Are you willing to risk your life for Social Listening and Analytics? The 6 Steps of Taxonomy Creation
During 2 out of the 5 days that Brussels was on lockdown, specifically on November 23rd and 24th, the LT-Accelerate conference took place near the Brussels city centre. LT stands for ‘language technology’ and it is mainly about using automated ways to understand and extract value from big data sets with unstructured data.
Out of the 90 registered delegates, only around 30 showed up. Some of the speakers chose to present from the comfort of their homes or offices using Skype. For those of us who were actually in Brussels at the conference it did not really feel like we were putting our lives at risk, but obviously the ~60 people that did not make it thought that it was unsafe to visit the city during a Level 4 state of emergency. Restaurants, schools, the Metro, and shopping malls were all closed during these days. The night before the conference the city was eerily empty since residents and visitors were encouraged to remain at home and away from crowds. The soldiers carrying machine guns and the very obvious presence of the police added to the overall impression that something bad could happen at any moment.
The conference participants
There were only 5 companies from the market research sector – including DigitalMR – and the rest were mainly technology companies and end-users such as Xerox, Wolters Kluwer, and AOL. The likes of Google and Twitter also had speaker slots.
It would be an omission not to praise the organisers Philippe Wacker from LT-Innovate and Seth Grimes from Alta Plana for running a successful conference utilising technology despite the difficulties.
Rich Social Media Analytics
The DigitalMR presentation was about Rich Social Media Analytics making use of taxonomies. Most of the work that goes into creating a hierarchical taxonomy about a product category – say beer – is done manually at this point. Some automated processes to aid the taxonomy development exist but it still takes 3 weeks to create a 3 level taxonomy with over 75% coverage of the data set to be analysed. The taxonomy development is done using a combination of top-down and bottom-up methods, in any language, by native speakers. At least one of them needs to understand the subject sufficiently well (subject matter expert) and the rest only need to be native speakers of the relevant language and have common sense as far as “common” sense can exist.
Here are the 6 steps of taxonomy creation for social listening analytics, the DigitalMR way:
- Define the product category or subject (such as beer or parliamentary elections)
- Start with picking the main hierarchy 1 topics or themes
- Harvest social media posts based on a query that significantly reduces noise (i.e. the number of irrelevant posts)

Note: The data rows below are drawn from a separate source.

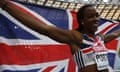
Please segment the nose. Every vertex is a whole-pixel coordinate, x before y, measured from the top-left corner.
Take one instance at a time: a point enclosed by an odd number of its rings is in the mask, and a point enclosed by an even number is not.
[[[99,22],[100,17],[94,16],[94,21]]]

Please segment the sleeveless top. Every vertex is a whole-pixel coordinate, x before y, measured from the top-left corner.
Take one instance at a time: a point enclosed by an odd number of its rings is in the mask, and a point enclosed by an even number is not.
[[[98,48],[99,50],[107,50],[100,35],[96,35],[94,39],[88,37],[86,34],[82,35],[83,42],[80,45],[80,49],[73,56],[75,63],[80,69],[88,65],[95,64],[95,46],[100,46],[101,48]]]

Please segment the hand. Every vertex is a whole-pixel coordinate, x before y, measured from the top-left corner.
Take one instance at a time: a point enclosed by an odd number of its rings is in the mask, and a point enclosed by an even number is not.
[[[6,0],[0,0],[0,7],[4,7],[7,4]]]

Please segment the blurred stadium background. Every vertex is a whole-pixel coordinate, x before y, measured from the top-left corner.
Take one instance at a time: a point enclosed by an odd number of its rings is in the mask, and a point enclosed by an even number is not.
[[[78,11],[84,4],[94,4],[100,16],[106,19],[120,20],[120,0],[19,0],[38,5]]]

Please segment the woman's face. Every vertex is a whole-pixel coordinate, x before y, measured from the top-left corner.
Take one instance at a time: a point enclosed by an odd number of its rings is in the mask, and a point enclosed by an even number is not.
[[[93,34],[97,31],[99,15],[94,7],[87,7],[85,9],[82,22],[85,31]]]

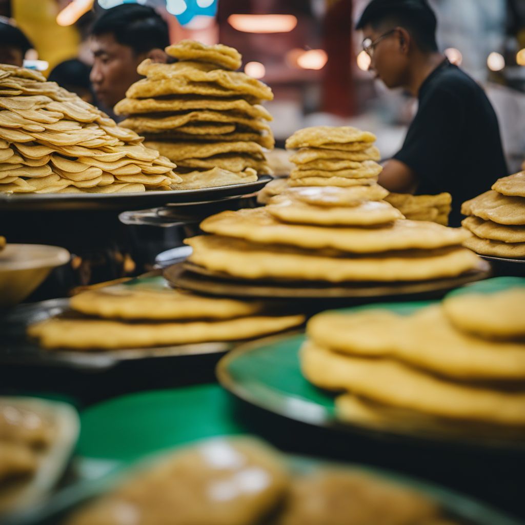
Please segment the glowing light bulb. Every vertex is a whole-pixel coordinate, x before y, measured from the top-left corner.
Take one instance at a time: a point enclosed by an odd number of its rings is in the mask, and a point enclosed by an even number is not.
[[[310,49],[297,58],[297,65],[303,69],[322,69],[328,60],[323,49]]]
[[[372,59],[366,51],[362,51],[357,57],[358,67],[362,71],[368,71]]]
[[[293,15],[230,15],[228,23],[244,33],[287,33],[297,25]]]
[[[505,67],[503,55],[492,51],[487,58],[487,65],[491,71],[501,71]]]
[[[448,47],[445,50],[445,56],[450,61],[450,64],[460,66],[463,61],[463,55],[459,49],[455,47]]]
[[[248,62],[244,66],[244,72],[254,78],[262,78],[266,74],[266,68],[260,62]]]

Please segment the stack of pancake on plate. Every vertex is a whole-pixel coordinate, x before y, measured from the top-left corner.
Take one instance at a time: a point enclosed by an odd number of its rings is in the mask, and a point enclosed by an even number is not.
[[[391,282],[455,277],[479,259],[461,228],[406,220],[375,184],[291,187],[262,208],[226,211],[187,239],[190,260],[245,279]]]
[[[271,90],[234,70],[242,57],[233,48],[182,40],[166,52],[178,61],[139,65],[146,78],[115,107],[130,116],[122,125],[176,162],[183,178],[177,189],[250,182],[269,173],[265,149],[275,141],[260,102],[273,98]]]
[[[228,437],[164,453],[65,524],[140,516],[157,525],[454,525],[443,513],[428,496],[376,475],[322,466],[294,471],[264,443]]]
[[[500,279],[510,287],[501,289]],[[525,434],[525,279],[482,281],[409,314],[387,308],[311,319],[306,377],[345,391],[341,418],[379,427]]]
[[[175,165],[37,71],[0,65],[0,192],[169,190]]]
[[[72,312],[33,324],[28,334],[45,348],[116,350],[249,339],[304,321],[262,302],[201,297],[161,280],[79,293]]]
[[[450,193],[434,195],[413,195],[407,193],[389,193],[387,202],[397,208],[412,220],[431,220],[447,226],[450,213],[452,196]]]
[[[461,224],[474,234],[465,246],[481,255],[525,259],[525,171],[498,179],[463,203]]]

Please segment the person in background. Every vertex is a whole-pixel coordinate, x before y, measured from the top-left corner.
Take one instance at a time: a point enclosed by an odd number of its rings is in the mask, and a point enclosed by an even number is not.
[[[74,58],[55,66],[47,79],[56,82],[68,91],[76,93],[82,100],[92,104],[94,97],[89,81],[90,71],[89,67],[83,62]]]
[[[145,58],[166,62],[164,49],[169,45],[167,24],[151,7],[124,4],[103,13],[91,29],[90,76],[102,109],[112,116],[111,108],[141,78],[139,64]]]
[[[22,67],[26,53],[33,47],[20,29],[0,20],[0,64]]]
[[[436,25],[427,0],[372,0],[356,28],[375,77],[418,101],[379,183],[400,193],[449,192],[450,224],[459,226],[461,203],[508,173],[494,110],[481,88],[438,51]]]

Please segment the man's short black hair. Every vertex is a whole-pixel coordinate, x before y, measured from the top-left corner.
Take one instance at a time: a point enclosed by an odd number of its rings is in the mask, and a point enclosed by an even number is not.
[[[0,46],[7,46],[19,49],[22,58],[29,49],[32,49],[33,44],[22,31],[15,26],[5,22],[0,22]]]
[[[110,33],[135,54],[170,45],[167,24],[154,9],[136,4],[122,4],[107,11],[95,20],[91,34]]]
[[[372,0],[366,6],[355,28],[370,25],[374,29],[383,26],[404,27],[419,49],[437,51],[436,15],[427,0]]]

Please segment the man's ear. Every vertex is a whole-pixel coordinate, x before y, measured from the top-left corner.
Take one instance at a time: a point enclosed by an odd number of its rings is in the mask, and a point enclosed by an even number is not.
[[[146,55],[146,58],[151,58],[152,62],[159,62],[161,64],[166,64],[167,62],[167,55],[164,52],[164,50],[158,47],[149,51]]]
[[[404,27],[396,27],[399,32],[399,44],[401,51],[405,55],[407,54],[412,43],[412,37],[410,33]]]

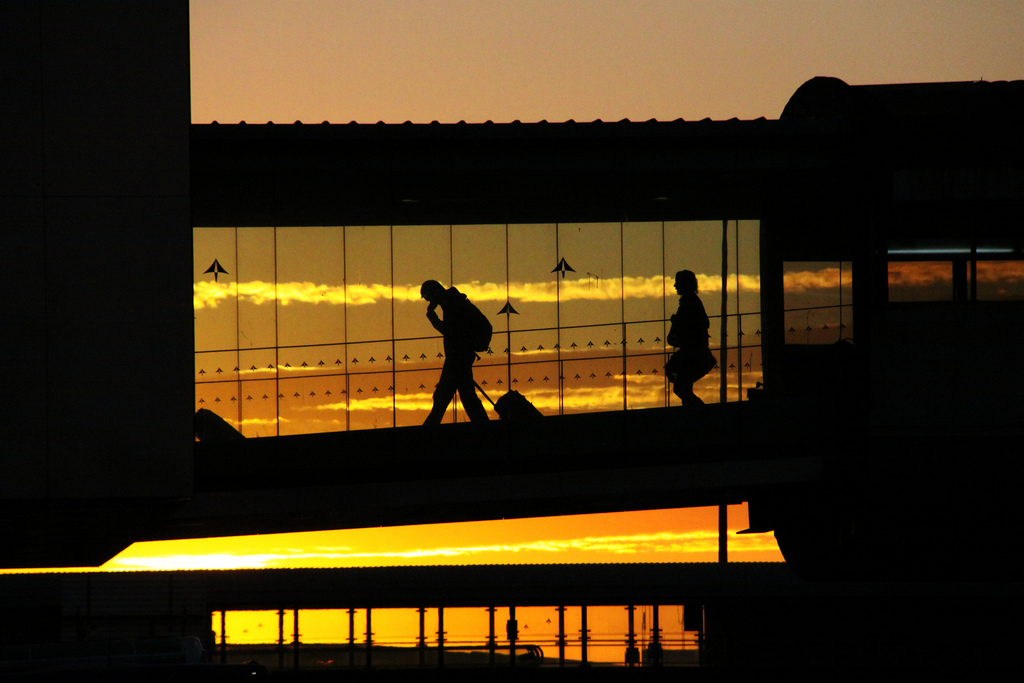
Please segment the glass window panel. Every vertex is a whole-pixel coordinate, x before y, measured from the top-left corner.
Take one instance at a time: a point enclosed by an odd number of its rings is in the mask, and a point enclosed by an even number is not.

- Identify the frequency of keywords and phrases in the harvested text corpus and rank them accordingly
- Pick the topics/themes that are relevant from the ranked lists and find their place in the taxonomy, initially under a hierarchy 1 topic
- Check the taxonomy coverage and precision at least on hierarchy 1 level
Over 75% coverage (topic annotation) of all the posts in the data set will provide a good enough recall for the subjects people discuss the most on social media. In science literature there are a number of ways to automate the creation of a taxonomy, but none of these methods are good enough for market research purposes, especially when it comes to FMCG (or CPG for our readers in the US). The next evolutionary phase in the taxonomy creation business for market research will be a more automated approach that will reduce the time required to create one from 3 weeks maybe down to a few days.

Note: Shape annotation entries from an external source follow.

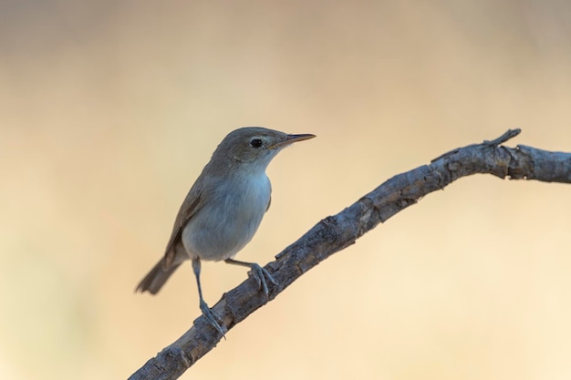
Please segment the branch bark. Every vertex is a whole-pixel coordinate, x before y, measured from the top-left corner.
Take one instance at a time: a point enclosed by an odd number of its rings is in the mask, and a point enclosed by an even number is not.
[[[222,296],[213,309],[222,317],[223,328],[232,329],[333,253],[353,244],[365,232],[426,194],[462,177],[488,173],[501,179],[571,183],[571,153],[501,145],[520,132],[510,129],[493,140],[444,153],[430,165],[391,178],[338,214],[325,218],[265,265],[277,282],[270,290],[269,300],[251,277]],[[221,338],[200,316],[190,330],[150,359],[130,380],[176,379],[214,348]]]

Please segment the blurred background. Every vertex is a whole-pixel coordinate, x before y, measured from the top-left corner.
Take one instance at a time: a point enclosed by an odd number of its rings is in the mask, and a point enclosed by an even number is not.
[[[190,265],[135,294],[231,130],[270,165],[238,258],[445,151],[571,150],[571,3],[0,2],[0,378],[127,378],[199,315]],[[182,378],[568,379],[571,188],[478,175],[304,275]],[[202,267],[214,304],[246,278]]]

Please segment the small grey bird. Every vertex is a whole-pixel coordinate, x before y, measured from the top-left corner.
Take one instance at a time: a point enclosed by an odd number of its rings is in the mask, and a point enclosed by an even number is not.
[[[202,297],[201,260],[223,260],[250,267],[260,289],[268,294],[266,279],[275,283],[270,273],[254,262],[239,262],[234,257],[252,240],[270,207],[272,186],[265,169],[272,159],[283,148],[315,137],[288,135],[261,127],[230,132],[184,199],[164,257],[136,291],[155,294],[184,261],[192,260],[201,311],[223,335],[220,317]]]

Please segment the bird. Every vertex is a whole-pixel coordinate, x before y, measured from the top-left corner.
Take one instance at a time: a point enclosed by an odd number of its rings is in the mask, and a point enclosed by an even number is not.
[[[254,237],[271,204],[272,185],[265,173],[284,148],[313,139],[262,127],[230,132],[218,145],[191,187],[174,221],[163,257],[140,281],[135,292],[156,294],[185,261],[190,260],[202,315],[223,336],[222,320],[202,296],[201,261],[224,261],[249,267],[260,291],[268,296],[272,275],[255,262],[234,260]]]

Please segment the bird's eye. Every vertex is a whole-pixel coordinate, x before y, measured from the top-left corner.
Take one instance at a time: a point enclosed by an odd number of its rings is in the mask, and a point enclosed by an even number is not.
[[[253,148],[260,148],[262,145],[264,145],[264,142],[261,139],[252,139],[250,141],[250,146]]]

The rest of the presentations
What impressed me the most during this conference was the large number of use cases for sentiment and semantic analysis of unstructured data beyond market research. Also, I found it a bit odd that most presenters involved in sentiment analysis use dictionaries that define positive and negative words as opposed to a supervised machine learning approach. I got the impression that there is a general aversion from using humans to create a training data set each time a new product category or subject is analysed. It is understandable that technology companies will want to just use software to address a use case, and thus develop a fully scalable approach minimising the involvement of human curators and analysts.
One of the presenters, Jean-Francois Damais from Ipsos, said: “Do not get rid of the analyst just yet”. We do agree with this thesis but then again we come from the same sector as Ipsos i.e. market research. This is a recognition that there is no good enough, fully automated approach for sentiment and semantic analysis, for objectives related to customer insights and marketing research.